Recently, a man in Panama City, FL was bicycling to work. Suddenly – whammo – he was blindsided and knocked to the pavement.

The culprit, a 300-pound black bear, ran off into the woods. The man suffered minor injuries. The bike had its back tire ripped off. The bear’s condition is unknown.

Have events in your life ever blindsided you? Maybe a family member’s sickness drastically changed your life. Perhaps a job loss plunged the family budget into the red.

Or, a temptation like stealing, cheating, greed, pornography, or gossiping knocked on your door. It started small, but led to a downward spiral that destroyed your relationship with God.

Bear-human collisions in Florida are rare. But unfortunately, getting blindsided in life isn’t. The real question is, how are you going to react to it when it comes?

You could try prevention – you know, carefully control everything in your life so that nothing bad ever happens. The problem is, many things are way beyond your control. Planning is good, but bad things still happen.

You could complain . . . and then complain some more.

You could try to ease the pain with alcohol or drugs.

You could give up and do nothing.

You could blame family or friends for the problem, or worst of all, try to blame God.

These strategies do not solve the problem. They make it worse.

Consider what happened to David, the great Old Testament king of Israel. One night, he was blindsided by temptation. He fell into the sin of adultery, and even used murder to try to cover up his sin.

For several months, he lived in denial, stubbornly refusing to repent. This was a bad strategy, as he later admitted. “When I kept silent, my bones wasted away through my groaning all day long. For day and night your hand was heavy upon me; my strength was sapped as in the heat of summer.” (Psalm 32:3-4).

David’s main problem was sin. He had broken God’s law.

The main problem in your life is sin. Every person is guilty of sin and deserves God’s punishment. St. Paul wrote in Romans 3:12, “All have turned away, they have together become worthless; there is no one who does good, not even one.”

Denial does not solve the problem of sin.

Eventually the Lord sent the prophet Nathan to David to call him to repentance. David later wrote in Psalm 32:5, “Then I acknowledged my sin to you and did not cover up my iniquity. I said, ‘I will confess my transgressions to the Lord’– and you forgave the guilt of my sin.” (Read the whole story in 2 Samuel 11-12; Psalms 51 and 32.)

David was knocked down by sin and couldn’t get up by his own power. Neither can you.

One thousand years after David’s time, the eternal Son of God came into the world as a man. Jesus did what no one else could do — he lived a holy and sinless life on earth. He gave his life on the cross as the perfect sacrifice to take away the guilt of all sins.

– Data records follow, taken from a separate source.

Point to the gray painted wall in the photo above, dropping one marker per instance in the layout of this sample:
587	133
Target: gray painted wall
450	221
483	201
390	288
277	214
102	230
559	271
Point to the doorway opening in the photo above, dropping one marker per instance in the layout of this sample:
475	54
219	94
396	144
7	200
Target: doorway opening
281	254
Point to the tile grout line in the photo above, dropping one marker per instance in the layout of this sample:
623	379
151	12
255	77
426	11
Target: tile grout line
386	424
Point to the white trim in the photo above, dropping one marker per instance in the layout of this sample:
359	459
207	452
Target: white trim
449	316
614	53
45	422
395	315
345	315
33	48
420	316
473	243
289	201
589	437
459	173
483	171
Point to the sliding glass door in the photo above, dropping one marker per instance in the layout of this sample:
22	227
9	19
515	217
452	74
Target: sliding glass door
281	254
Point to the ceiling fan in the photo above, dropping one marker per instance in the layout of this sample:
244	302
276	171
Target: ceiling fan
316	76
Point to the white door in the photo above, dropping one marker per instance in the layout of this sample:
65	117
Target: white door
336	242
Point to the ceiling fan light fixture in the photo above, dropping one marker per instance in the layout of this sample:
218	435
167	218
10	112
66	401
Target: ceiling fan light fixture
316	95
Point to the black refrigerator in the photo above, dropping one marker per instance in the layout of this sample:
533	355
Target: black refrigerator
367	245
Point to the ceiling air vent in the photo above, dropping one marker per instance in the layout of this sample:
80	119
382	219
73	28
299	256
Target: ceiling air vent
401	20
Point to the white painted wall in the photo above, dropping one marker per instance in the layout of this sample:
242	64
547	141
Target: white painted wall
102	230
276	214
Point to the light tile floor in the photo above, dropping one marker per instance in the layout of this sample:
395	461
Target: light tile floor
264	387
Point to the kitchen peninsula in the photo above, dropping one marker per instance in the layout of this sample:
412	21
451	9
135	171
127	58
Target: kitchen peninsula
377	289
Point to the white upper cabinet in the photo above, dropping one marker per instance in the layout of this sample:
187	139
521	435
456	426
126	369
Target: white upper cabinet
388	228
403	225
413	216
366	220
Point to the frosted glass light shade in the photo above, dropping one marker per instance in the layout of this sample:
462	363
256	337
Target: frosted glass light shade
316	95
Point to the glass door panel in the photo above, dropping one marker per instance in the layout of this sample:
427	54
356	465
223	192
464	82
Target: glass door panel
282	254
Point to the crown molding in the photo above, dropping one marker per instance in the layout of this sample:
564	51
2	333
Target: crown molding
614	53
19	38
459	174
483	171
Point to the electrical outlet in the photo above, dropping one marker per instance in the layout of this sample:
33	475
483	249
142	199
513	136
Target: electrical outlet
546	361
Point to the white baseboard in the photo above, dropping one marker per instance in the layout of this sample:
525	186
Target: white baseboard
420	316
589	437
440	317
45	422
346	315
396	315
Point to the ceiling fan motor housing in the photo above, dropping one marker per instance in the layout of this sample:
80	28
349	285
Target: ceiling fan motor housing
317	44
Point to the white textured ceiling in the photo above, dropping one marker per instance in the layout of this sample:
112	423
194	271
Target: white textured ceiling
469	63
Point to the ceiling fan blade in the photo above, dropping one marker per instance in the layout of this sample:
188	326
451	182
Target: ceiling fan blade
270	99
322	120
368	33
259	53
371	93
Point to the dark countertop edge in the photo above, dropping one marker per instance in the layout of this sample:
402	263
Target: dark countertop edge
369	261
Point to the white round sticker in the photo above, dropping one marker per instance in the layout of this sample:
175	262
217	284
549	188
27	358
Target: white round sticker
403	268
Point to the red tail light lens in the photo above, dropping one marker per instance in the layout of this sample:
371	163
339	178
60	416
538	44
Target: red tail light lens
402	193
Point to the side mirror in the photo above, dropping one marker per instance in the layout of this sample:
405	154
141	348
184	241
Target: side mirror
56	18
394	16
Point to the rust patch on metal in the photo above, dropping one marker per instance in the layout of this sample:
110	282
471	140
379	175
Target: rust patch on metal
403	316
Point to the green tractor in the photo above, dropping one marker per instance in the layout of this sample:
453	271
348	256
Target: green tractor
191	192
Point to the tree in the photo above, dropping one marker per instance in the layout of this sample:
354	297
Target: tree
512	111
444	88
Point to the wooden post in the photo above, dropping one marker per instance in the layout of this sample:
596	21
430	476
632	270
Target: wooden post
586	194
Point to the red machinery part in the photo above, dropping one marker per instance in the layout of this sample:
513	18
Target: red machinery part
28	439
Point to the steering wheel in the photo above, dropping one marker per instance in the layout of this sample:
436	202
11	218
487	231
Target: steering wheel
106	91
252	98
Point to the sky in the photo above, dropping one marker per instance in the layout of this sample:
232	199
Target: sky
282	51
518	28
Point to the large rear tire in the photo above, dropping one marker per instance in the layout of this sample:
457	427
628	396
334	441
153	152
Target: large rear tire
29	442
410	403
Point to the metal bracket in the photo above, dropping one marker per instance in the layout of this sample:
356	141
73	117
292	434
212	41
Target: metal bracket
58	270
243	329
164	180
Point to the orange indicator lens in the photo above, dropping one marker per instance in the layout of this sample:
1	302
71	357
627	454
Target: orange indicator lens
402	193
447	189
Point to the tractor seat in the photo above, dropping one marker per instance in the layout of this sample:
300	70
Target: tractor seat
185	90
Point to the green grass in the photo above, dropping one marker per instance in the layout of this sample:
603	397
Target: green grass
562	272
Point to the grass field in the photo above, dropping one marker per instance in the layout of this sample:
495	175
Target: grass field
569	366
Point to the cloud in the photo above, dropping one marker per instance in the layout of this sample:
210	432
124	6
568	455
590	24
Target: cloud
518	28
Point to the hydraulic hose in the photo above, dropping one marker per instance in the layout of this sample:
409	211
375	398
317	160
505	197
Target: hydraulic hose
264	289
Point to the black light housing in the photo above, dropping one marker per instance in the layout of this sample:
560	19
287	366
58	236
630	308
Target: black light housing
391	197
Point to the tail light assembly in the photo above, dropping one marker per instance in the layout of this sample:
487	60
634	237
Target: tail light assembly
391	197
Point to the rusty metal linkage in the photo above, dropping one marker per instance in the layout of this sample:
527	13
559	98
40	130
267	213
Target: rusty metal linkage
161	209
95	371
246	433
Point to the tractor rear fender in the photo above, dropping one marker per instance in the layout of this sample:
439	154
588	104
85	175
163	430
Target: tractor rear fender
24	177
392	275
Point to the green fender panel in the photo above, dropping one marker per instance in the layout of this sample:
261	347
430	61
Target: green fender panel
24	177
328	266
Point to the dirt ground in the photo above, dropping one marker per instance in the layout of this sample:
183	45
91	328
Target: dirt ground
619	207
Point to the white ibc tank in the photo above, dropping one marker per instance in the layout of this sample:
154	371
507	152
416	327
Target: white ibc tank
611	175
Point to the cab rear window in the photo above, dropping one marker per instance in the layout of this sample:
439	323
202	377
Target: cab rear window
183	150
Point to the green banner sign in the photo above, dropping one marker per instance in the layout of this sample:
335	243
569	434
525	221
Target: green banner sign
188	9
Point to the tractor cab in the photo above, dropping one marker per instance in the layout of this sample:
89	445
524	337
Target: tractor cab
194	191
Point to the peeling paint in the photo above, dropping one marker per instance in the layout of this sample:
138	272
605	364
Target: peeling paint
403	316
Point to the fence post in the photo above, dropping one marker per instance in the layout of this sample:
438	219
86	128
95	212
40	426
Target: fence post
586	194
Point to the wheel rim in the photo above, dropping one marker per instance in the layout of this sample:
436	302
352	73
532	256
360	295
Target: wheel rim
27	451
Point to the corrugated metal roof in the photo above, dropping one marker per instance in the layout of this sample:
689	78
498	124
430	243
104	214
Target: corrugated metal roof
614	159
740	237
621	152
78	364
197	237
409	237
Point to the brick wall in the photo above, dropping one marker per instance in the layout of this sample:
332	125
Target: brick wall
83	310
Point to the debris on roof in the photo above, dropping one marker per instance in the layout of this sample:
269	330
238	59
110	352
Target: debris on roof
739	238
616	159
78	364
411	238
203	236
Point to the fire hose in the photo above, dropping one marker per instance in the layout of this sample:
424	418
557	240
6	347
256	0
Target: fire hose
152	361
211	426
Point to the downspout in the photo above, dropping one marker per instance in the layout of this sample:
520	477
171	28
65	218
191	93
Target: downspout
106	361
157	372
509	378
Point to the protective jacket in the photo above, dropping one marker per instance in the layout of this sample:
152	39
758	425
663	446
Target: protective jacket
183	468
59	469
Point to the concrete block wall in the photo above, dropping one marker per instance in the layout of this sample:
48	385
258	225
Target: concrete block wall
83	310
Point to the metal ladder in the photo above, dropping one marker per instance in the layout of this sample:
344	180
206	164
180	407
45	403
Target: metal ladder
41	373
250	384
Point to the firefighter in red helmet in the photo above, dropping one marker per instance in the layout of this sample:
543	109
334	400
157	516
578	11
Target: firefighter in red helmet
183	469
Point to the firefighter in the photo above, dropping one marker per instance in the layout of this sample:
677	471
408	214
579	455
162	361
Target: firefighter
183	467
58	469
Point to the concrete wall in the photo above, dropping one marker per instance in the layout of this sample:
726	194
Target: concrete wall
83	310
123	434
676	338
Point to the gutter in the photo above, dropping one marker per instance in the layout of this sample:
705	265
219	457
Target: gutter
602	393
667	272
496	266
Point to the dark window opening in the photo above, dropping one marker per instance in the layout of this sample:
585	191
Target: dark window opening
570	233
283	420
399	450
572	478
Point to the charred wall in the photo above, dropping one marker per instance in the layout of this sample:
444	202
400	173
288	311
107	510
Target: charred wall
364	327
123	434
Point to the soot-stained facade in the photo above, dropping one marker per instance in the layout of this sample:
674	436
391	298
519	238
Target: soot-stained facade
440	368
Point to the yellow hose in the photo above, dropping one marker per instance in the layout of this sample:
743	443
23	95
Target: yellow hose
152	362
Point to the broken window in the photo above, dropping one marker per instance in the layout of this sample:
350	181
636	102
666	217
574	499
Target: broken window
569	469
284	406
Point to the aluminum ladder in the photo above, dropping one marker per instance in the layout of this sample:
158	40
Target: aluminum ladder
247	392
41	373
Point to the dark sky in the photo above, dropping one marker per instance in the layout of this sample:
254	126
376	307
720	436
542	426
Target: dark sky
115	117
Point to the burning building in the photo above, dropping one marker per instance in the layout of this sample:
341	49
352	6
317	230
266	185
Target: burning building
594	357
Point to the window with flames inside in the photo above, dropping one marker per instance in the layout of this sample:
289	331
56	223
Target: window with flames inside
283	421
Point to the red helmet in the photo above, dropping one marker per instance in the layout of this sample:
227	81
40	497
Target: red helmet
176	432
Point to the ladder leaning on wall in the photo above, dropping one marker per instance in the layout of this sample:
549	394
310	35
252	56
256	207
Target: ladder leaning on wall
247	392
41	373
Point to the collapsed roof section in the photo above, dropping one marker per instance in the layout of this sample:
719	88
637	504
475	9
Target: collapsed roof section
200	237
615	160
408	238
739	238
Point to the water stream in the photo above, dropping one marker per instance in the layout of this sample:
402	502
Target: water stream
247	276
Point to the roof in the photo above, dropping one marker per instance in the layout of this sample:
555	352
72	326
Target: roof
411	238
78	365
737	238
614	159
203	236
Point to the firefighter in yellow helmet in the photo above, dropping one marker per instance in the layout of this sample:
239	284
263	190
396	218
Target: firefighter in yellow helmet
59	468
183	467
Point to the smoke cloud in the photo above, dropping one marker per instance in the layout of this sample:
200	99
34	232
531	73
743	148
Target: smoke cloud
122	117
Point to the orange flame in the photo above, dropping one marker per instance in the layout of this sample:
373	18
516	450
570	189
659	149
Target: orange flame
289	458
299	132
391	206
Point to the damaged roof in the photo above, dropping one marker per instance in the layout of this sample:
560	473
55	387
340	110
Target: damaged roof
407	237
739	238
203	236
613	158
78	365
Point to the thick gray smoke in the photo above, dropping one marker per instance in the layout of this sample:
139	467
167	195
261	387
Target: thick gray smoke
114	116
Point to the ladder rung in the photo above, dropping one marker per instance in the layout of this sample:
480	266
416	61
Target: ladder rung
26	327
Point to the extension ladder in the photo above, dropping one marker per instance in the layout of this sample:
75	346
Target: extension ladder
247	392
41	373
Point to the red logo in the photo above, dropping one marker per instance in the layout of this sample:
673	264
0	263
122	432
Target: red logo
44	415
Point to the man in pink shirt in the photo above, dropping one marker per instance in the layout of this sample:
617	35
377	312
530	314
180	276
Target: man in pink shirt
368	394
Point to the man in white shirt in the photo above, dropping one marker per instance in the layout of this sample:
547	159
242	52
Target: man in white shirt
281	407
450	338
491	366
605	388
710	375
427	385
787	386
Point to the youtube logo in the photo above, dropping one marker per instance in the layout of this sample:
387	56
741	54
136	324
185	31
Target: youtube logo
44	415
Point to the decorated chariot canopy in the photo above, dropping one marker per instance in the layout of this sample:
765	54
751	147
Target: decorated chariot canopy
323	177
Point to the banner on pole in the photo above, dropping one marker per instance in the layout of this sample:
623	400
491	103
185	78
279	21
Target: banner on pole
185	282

Sin, your greatest problem, is solved. By faith in Jesus, you are forgiven and have the gift of eternal life.

Temptation, doubt, and troubles are still out there trying to blindside you. But so is the Lord Jesus. He will lead and guide you, just as he did David, who wrote, “The Lord is my shepherd, I shall not be in want. He makes me lie down in green pastures, he leads me beside quiet waters, he restores my soul. He guides me in paths of righteousness for his name’s sake” (Psalm 23:1-3).

You can rest secure in the hands of Jesus.